The mass of humanity, both from those participating and those who volunteered hours and days to help us achieve our day of magical crazy spread over the city, singing, preaching, dancing, banging drums and spraying you with water from hoses and buckets of ice cold Gatorade. It would not be the success it is, without all of them.
And it was all done to get one of these. A cheap piece of metal with a colorful ribbon, a totem to display around your neck as you puked in a bucket at the finish, or stood under a shower in the middle of the brick road. Sometimes you found a cold beer or a melting Popsicle to share with others who had the same quest of the magical day. Just to finish and have a good time.

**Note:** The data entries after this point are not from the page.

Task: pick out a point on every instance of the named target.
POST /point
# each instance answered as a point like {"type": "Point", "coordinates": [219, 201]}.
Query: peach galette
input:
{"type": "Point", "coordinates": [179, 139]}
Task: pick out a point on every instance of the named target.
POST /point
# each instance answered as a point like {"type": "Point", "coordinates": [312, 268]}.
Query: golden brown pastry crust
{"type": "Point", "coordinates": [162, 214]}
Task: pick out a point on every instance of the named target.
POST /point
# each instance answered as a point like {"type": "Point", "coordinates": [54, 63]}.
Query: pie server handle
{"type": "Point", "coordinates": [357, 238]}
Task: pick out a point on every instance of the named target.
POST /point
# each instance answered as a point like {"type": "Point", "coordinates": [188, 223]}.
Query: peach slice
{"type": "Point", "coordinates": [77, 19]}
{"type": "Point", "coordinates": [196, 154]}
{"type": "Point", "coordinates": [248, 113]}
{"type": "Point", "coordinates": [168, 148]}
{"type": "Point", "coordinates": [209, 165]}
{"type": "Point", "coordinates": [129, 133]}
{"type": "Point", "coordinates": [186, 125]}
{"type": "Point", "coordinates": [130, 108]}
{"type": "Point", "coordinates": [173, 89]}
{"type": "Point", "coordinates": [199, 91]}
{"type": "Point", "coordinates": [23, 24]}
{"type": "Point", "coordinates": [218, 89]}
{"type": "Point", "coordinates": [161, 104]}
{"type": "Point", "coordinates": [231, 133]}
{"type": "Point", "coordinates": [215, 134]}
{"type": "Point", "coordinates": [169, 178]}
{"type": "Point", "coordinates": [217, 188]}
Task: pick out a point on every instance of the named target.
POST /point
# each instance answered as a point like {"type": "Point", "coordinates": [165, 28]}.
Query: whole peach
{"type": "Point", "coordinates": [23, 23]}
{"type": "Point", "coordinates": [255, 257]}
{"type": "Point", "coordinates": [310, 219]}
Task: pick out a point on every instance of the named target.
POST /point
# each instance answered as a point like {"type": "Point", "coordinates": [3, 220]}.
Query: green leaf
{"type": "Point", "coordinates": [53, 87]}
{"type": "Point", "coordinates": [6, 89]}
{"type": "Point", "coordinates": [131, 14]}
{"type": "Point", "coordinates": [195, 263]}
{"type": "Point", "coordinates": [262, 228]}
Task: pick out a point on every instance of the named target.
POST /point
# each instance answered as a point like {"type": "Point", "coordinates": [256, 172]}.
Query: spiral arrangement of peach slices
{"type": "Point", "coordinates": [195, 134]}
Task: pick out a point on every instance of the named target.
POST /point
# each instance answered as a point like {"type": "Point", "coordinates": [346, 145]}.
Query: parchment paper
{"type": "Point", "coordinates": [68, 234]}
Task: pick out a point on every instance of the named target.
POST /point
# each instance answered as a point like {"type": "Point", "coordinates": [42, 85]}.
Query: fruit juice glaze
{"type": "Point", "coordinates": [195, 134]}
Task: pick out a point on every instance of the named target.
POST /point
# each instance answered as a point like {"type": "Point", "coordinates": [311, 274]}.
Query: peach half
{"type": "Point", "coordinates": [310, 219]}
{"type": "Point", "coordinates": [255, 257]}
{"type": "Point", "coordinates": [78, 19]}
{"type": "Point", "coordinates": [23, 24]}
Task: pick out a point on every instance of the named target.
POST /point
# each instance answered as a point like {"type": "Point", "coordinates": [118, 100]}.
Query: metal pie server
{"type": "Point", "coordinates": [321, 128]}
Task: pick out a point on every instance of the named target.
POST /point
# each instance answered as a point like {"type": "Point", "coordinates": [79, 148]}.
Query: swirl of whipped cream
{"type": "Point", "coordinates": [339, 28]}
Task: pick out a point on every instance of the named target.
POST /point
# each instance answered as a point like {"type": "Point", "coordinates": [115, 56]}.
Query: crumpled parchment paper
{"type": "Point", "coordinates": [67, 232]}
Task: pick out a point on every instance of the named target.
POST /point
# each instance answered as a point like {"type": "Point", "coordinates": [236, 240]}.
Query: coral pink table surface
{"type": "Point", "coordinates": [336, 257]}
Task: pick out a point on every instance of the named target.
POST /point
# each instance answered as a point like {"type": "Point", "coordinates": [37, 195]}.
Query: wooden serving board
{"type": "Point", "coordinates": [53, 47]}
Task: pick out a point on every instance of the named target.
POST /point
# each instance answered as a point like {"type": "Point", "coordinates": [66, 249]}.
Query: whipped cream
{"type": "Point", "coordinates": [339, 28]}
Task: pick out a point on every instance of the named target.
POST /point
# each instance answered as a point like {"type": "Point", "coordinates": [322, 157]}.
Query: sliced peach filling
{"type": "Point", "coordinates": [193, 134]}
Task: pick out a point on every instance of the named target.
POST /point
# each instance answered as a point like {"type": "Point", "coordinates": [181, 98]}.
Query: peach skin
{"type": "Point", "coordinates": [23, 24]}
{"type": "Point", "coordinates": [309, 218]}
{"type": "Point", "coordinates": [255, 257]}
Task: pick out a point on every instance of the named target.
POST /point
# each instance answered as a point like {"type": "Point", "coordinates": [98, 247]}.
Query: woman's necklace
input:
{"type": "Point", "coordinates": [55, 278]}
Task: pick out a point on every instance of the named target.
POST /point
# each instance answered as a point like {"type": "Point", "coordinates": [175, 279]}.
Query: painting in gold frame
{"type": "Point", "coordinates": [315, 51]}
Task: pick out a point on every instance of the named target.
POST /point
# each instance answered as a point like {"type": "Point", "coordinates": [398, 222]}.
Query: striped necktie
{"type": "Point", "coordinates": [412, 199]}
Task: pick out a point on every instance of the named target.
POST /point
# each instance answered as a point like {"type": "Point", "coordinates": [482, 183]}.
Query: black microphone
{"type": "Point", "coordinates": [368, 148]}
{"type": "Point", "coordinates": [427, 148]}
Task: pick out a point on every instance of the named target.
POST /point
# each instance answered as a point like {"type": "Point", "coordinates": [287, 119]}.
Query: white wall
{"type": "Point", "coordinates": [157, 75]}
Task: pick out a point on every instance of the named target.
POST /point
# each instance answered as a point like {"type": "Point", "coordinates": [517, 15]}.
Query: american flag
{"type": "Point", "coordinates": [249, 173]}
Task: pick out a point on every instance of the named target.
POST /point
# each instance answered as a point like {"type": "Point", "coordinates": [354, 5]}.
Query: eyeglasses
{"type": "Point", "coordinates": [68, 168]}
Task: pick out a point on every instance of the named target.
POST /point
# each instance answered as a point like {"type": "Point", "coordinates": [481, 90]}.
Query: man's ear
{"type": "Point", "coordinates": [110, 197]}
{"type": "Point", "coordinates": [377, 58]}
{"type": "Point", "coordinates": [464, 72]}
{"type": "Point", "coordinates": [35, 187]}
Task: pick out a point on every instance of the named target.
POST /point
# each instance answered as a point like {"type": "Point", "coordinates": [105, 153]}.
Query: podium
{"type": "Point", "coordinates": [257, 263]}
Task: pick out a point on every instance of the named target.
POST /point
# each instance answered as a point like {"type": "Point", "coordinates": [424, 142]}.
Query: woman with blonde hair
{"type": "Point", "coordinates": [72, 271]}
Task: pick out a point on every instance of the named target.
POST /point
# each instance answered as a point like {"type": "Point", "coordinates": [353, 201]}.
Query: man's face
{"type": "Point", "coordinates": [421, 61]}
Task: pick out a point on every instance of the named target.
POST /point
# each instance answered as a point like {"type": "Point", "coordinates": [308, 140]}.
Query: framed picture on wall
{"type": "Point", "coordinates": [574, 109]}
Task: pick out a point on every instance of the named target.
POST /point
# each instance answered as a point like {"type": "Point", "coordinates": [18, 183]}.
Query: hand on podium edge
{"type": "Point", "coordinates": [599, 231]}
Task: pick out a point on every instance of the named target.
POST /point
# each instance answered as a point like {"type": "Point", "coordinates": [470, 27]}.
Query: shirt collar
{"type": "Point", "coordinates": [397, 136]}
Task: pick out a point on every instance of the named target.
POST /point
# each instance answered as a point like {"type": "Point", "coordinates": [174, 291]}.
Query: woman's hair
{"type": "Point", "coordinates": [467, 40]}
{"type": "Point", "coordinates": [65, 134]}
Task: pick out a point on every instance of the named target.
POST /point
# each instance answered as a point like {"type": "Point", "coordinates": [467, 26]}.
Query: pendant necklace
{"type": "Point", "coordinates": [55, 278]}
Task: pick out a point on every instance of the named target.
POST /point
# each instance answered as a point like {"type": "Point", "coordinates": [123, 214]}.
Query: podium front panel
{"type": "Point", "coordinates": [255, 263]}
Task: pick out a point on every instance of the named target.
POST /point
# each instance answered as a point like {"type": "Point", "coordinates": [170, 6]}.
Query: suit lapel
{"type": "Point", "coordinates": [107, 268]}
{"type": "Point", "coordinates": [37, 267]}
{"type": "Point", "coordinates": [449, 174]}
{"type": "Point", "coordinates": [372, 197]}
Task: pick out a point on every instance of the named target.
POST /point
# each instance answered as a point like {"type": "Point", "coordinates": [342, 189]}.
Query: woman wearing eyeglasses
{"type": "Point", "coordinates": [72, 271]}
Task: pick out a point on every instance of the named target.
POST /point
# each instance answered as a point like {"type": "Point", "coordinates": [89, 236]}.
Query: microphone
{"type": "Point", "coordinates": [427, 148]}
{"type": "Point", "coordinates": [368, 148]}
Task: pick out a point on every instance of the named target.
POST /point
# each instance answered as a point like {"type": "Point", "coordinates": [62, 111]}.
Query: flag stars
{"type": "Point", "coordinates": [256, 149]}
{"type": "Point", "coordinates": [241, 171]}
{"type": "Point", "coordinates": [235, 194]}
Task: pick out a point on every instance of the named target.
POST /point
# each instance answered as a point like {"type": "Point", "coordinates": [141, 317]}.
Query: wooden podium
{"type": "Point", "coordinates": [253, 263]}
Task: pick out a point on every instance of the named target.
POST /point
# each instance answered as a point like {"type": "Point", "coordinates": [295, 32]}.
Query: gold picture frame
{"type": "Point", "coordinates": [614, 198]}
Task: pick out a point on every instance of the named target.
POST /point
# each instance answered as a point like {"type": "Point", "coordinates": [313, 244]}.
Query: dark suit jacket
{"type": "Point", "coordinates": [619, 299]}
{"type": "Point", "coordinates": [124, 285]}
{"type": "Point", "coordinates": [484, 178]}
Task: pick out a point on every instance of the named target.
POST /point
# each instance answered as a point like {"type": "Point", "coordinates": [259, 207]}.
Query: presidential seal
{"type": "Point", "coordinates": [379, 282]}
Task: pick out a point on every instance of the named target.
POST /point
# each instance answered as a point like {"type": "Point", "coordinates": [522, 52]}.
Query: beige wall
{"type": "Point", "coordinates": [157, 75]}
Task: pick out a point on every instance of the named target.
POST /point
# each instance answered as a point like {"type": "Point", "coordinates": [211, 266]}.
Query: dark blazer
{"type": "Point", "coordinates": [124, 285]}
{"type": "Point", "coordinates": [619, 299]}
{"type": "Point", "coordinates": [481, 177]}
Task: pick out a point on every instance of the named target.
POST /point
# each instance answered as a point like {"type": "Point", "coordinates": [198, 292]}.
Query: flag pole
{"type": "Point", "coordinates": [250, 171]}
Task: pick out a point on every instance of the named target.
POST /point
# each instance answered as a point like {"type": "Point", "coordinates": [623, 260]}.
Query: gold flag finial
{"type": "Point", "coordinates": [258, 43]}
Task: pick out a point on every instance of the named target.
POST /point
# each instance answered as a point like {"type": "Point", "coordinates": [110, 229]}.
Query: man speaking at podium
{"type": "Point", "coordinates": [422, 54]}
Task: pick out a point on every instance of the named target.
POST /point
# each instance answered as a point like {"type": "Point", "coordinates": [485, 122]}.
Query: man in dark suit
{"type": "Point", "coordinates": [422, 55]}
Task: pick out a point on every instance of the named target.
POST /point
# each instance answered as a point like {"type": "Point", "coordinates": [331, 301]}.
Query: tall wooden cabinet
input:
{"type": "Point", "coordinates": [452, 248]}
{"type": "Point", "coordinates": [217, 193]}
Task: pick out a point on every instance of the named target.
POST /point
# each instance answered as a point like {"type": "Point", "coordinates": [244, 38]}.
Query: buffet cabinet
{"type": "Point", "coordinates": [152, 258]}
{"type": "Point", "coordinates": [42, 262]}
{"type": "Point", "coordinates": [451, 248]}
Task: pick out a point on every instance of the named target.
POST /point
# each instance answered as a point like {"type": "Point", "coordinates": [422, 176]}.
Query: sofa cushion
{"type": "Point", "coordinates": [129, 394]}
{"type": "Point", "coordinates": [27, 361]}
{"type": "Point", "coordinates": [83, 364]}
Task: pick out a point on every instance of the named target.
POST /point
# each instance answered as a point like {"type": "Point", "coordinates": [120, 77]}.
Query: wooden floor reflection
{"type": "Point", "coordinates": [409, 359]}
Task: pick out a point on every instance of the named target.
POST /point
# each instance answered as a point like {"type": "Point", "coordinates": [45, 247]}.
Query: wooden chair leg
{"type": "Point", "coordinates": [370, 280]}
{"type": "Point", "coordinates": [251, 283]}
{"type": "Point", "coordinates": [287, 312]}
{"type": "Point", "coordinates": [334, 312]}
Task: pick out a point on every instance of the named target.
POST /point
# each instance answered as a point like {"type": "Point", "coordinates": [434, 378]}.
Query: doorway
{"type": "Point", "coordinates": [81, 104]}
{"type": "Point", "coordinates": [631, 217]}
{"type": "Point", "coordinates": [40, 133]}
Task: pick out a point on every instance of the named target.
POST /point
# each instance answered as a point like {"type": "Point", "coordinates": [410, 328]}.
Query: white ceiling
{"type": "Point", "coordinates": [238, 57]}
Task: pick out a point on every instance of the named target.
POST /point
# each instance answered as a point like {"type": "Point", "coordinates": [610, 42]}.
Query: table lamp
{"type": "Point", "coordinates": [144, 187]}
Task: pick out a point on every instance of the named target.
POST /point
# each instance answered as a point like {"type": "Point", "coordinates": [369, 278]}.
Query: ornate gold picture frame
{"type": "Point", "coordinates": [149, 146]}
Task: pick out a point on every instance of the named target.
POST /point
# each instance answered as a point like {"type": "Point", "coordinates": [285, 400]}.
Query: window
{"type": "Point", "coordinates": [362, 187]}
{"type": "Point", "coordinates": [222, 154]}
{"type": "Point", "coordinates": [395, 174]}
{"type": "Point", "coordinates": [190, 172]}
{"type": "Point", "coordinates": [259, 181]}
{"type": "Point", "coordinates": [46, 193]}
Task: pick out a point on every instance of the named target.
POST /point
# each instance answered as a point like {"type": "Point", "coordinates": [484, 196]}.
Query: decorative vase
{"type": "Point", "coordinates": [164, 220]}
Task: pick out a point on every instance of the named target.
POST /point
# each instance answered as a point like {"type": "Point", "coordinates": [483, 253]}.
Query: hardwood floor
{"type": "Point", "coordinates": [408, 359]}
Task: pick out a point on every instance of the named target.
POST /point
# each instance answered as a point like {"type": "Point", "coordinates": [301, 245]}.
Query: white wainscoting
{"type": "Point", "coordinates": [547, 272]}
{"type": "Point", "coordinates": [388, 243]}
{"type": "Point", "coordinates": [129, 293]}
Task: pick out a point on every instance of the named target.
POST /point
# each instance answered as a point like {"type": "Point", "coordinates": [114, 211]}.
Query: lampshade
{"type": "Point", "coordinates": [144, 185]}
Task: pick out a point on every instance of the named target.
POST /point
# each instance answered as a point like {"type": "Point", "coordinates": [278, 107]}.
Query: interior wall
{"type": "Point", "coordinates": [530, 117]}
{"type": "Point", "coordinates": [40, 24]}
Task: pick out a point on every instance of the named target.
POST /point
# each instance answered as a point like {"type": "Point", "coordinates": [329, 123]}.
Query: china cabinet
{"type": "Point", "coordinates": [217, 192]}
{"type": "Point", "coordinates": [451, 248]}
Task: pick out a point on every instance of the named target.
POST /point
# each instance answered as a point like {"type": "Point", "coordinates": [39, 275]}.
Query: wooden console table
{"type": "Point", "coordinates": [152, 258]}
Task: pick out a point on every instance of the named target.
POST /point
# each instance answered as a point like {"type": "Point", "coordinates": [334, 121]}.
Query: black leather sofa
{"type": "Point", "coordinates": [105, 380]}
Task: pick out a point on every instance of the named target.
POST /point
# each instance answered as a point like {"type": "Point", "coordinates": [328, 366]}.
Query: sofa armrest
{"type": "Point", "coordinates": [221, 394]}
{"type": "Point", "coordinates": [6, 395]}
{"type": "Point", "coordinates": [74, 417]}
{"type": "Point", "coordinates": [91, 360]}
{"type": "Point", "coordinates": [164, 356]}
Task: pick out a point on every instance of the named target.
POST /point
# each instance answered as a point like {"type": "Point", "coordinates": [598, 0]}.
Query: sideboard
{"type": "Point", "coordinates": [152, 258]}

The day of magical crazy will go on for others and perhaps there is another streak to be had for me in another town on another day on another last Saturday but today I call it a wrap. The wet rat will be dry but the memories linger. I would not have had the times of my life without so many wonderful people. My kids Courtney and Ben started doing shorter fun runs to later accompanying me on the crazy, even doing one year on a dare for a hundred bucks with no training (I still have the photo on the mantel Ben). The entire Bentley family Jennifer, Michael, Jamie and Amanda (the above twins) and big sis Jessica who could not be seen with us stragglers were always just plain fun, but mostly mom Karen, the person of courage with the Crim on her bucket list that I was a witness to and thru the next 12 years, I carried a yellow rose in my pocket in her memory as I dedicated the race to her. The photo of her family and mine crossing the finish line in 1998 is still on my mantel. Then we have Jim Blackhurst, a participant of many years who let the entire clan invade his yard and pool post race along with his wife Karen, the keeper of the kidlets while we ran, and let them all swim in the Flint River with the carp! I certainly will not forget the pasta dinners the night before the race, imbibing a bit too much and having hangovers at the start line. All those strangers along the race route, the silly conversations with old, young and the littlest ones shoving cups of water and high fiving-and really, who had the biggest grins, them or me? How about Earl from Hurley Fitness barking his Marine commands for me to get my ass in gear at the 6 mile mark after he could not run anymore because of health reasons. Of course, the Shriner's clown who saw me struggle only to pull a trophy out of his pants and pass it to me as I ran the last half mile would know it's now a 20 year dust collector on my bedside dresser along with a running shoe dipped in plaster holding all the medals received. All the crazy weather, the time I lost my shoe, the frat boys with the beer wagon and the Marines in cadence with full gear. The guy dribbling the basketball for charity and the former soldier who carries the POW flag for every DAY he runs and every MILE he runs. These people and events never leave my mind.
Mostly, there was hubby, who made me do the last two miles one year even when I begged him to go get the car. He was a spectator that year, hanging out in front of the School for the Deaf, and telling me it was far easier for me to finish (it was all downhill from there -more lies!) but that kept the streak going past 15 years, and later he joined me when I feared to do it alone, as I recovered from illness. He had the nerve to say hi to Don Williamsom! The nerve! But I got to 30 because of him, so I guess I will forgive him.
This band aid will be used someday, should I have another foot blister as I know it WILL occur. I will keep looking for more magic and fun somewhere on the roads or streets of Michigan or wherever I hang my stinky shorts. The magical crazy of the Crim is worth your dedication should you so choose it, just think of me at the five mile mark-as it's all downhill from there (lies, lies lies!).